Security Embraces Advanced Analytics and Machine Learning

May 31, 2016

Contributor: Christy Pettey

Rapid advances in advanced analytics and machine learning are quickly changing the information security landscape.

The security threat landscape continues to evolve not just in scale, but, more importantly, in sophistication. Despite a range of advancements in the industry to safeguard against increasingly bold and intricate threats, organizations have struggled to keep pace with the technologies and techniques employed by those responsible for such attacks.

As companies continue to increase their digital footprints, “identify and diagnose” capabilities are not enough to remediate against a growing fundamental business challenge for organizations of all shapes and sizes.

We spoke with Avivah Litan, vice president and distinguished analyst at Gartner, about the development of advanced security analytics and important considerations for organizations looking to implement machine learning to defend against an array of internal and external security threats.

How are analytics and machine learning changing the current security landscape?

Advanced analytics have been included in fraud detection applications for more than 20 years, when credit card systems started using neural networks to detect fraud. In sharp contrast, advanced analytics using machine learning have been lacking in the world of enterprise security until the past few years, when organizations realized their current security systems were unable to mitigate the ambush of breaches.

The solutions available today are generally limited to descriptive and diagnostic analytic capabilities that require manual human intervention. They are unable to effectively respond to the growth in big data, particularly unstructured and hybrid datasets.
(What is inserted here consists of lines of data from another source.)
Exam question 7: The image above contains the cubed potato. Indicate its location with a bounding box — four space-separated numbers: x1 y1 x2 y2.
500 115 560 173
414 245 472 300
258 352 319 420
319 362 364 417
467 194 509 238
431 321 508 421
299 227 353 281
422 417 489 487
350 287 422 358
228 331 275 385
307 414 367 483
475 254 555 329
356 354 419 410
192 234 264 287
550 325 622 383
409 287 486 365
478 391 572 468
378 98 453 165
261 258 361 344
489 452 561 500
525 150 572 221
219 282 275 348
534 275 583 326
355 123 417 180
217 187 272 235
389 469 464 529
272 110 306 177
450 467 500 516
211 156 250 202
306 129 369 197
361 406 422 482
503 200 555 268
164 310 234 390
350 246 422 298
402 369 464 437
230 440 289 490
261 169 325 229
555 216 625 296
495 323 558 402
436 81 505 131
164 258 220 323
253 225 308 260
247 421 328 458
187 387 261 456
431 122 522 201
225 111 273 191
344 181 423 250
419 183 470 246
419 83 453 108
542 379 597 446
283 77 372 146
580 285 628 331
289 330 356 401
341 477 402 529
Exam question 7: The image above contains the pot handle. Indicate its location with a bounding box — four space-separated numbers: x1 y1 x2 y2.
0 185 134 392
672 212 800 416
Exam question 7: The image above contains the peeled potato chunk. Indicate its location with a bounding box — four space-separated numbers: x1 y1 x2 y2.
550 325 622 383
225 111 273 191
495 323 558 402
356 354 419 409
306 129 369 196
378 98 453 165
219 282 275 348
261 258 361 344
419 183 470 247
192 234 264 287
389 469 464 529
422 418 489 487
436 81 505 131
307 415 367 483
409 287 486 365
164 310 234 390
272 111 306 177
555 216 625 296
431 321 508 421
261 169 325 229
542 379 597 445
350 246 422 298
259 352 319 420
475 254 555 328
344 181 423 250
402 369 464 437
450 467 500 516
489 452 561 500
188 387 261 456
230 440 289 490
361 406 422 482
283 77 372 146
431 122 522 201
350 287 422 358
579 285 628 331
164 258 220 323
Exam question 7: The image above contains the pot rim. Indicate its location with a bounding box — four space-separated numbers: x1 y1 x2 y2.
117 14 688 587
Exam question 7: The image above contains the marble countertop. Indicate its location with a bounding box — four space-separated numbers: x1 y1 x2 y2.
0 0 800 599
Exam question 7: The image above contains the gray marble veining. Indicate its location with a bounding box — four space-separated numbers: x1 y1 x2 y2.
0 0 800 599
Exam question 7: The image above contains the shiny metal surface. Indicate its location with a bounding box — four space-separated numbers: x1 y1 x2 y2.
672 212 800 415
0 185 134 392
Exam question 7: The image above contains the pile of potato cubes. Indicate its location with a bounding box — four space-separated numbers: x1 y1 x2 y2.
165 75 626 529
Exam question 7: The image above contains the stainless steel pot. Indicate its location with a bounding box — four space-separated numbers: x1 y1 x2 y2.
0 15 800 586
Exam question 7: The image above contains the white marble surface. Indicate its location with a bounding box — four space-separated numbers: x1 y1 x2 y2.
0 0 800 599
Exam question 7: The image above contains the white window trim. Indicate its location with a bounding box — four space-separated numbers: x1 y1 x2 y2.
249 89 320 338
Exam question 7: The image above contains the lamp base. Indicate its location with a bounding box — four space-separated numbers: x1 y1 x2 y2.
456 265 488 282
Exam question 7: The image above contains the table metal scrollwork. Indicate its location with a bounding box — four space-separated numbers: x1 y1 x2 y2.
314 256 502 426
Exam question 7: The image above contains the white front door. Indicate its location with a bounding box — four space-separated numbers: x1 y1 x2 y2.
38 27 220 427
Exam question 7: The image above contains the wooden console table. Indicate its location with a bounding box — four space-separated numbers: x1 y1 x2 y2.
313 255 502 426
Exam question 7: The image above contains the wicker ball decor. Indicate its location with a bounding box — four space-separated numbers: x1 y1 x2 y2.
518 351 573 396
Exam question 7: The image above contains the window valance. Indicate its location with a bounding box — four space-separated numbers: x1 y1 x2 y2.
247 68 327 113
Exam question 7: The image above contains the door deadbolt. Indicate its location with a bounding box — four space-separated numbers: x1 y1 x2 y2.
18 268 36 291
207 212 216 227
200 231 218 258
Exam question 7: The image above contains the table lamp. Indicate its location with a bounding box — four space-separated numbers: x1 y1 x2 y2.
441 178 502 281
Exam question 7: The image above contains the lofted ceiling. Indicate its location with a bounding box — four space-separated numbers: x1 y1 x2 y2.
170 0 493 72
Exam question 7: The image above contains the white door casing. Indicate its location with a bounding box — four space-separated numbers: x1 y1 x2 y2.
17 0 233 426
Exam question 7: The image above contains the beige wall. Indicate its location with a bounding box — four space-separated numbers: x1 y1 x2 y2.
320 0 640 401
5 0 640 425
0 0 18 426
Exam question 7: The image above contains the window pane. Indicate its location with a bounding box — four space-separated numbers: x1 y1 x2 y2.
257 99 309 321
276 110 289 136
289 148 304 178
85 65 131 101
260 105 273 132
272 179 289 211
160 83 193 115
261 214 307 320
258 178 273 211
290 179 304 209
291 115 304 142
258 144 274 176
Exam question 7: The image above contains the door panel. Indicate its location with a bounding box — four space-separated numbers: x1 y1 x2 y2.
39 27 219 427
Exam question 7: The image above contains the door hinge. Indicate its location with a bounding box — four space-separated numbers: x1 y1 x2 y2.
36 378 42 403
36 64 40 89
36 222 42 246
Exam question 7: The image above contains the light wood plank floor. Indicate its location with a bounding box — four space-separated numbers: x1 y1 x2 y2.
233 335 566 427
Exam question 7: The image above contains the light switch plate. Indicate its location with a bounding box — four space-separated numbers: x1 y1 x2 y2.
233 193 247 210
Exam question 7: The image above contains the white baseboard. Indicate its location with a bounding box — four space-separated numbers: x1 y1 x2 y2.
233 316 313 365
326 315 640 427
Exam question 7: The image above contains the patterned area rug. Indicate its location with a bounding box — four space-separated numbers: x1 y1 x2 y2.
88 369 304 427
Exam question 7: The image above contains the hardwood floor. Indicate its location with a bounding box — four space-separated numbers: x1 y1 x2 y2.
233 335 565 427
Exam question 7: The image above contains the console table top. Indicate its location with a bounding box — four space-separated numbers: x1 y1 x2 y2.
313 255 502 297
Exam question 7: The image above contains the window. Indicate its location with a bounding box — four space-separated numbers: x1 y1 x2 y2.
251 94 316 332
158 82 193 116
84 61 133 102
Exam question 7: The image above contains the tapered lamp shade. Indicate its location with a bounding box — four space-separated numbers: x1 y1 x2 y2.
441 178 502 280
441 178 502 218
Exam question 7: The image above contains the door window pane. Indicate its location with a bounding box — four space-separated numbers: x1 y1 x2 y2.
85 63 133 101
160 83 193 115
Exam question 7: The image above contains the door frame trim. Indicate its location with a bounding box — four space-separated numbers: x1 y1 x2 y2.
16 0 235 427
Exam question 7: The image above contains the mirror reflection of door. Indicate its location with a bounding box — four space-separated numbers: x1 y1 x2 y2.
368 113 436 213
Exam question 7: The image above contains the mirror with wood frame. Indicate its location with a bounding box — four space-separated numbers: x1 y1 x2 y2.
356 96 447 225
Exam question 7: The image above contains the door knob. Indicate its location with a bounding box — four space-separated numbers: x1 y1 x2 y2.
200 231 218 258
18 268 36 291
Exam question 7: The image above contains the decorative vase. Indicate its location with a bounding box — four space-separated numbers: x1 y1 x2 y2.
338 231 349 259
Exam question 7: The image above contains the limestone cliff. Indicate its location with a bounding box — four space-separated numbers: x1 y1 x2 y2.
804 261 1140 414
To accommodate the relative shortcomings of security information and event management (SIEM) products that offer broad-scope rule-based security monitoring, there has been a surge in products that provide advanced analytics around user behavior and other entities, such as endpoints, networks and applications or user and entity behavior analytics (UEBA). Together, UEBA and SIEM solutions can more effectively detect and manage threats across discrete networks and applications.

“ The important thing to remember is that sophisticated criminals will find a way to use social engineering to circumvent even the most sophisticated advanced analytic security systems.”

How will advances in analytics and machine learning impact the security market moving forward?

We have yet to see packaged prescriptive analytics offerings that automatically address and remediate detected threats, and we don’t foresee these coming to the market in earnest until 2018. The types of data ingested by analytics packages are becoming more complex, evolving from structured to hybrid data containing text, objects and things. The market is evolving to offer packaged applications employing predictive and prescriptive analytics.

We expect UEBA functionalities to be incorporated into at least 50 percent of major SIEM vendor solutions by 2018, while 25 percent of security products used for detection will have some form of machine learning built in. Perhaps the greatest achievement will come in the form of prescriptive analytics deployed in UEBA products. We anticipate at least 10 percent will be in a position to effectively automate incidence response by 2018, up from zero today.

What are your recommendations to security managers looking to insulate their organizations from potentially crippling cyberattacks?

The important thing to remember is that sophisticated criminals will find a way to use social engineering to circumvent even the most sophisticated advanced analytic security systems. Just as hackers managed to circumvent advanced fraud analytic systems in the banking world through social engineering tactics, so too must we expect that they will employ such workarounds in the enterprise security arena.

Organizations should focus on specific use cases for security and threat monitoring in order to determine the optimal advanced analytics product. Ideally, the selected vendor for your targeted use case can get up and running (with initial test results) within a few weeks. While the goal of packaged analytics is to reduce the amount of worker-hours spent on monitoring, your staff should also be in a position to effectively manage the outputs from the systems and know how they integrate with pre-existing security monitoring applications.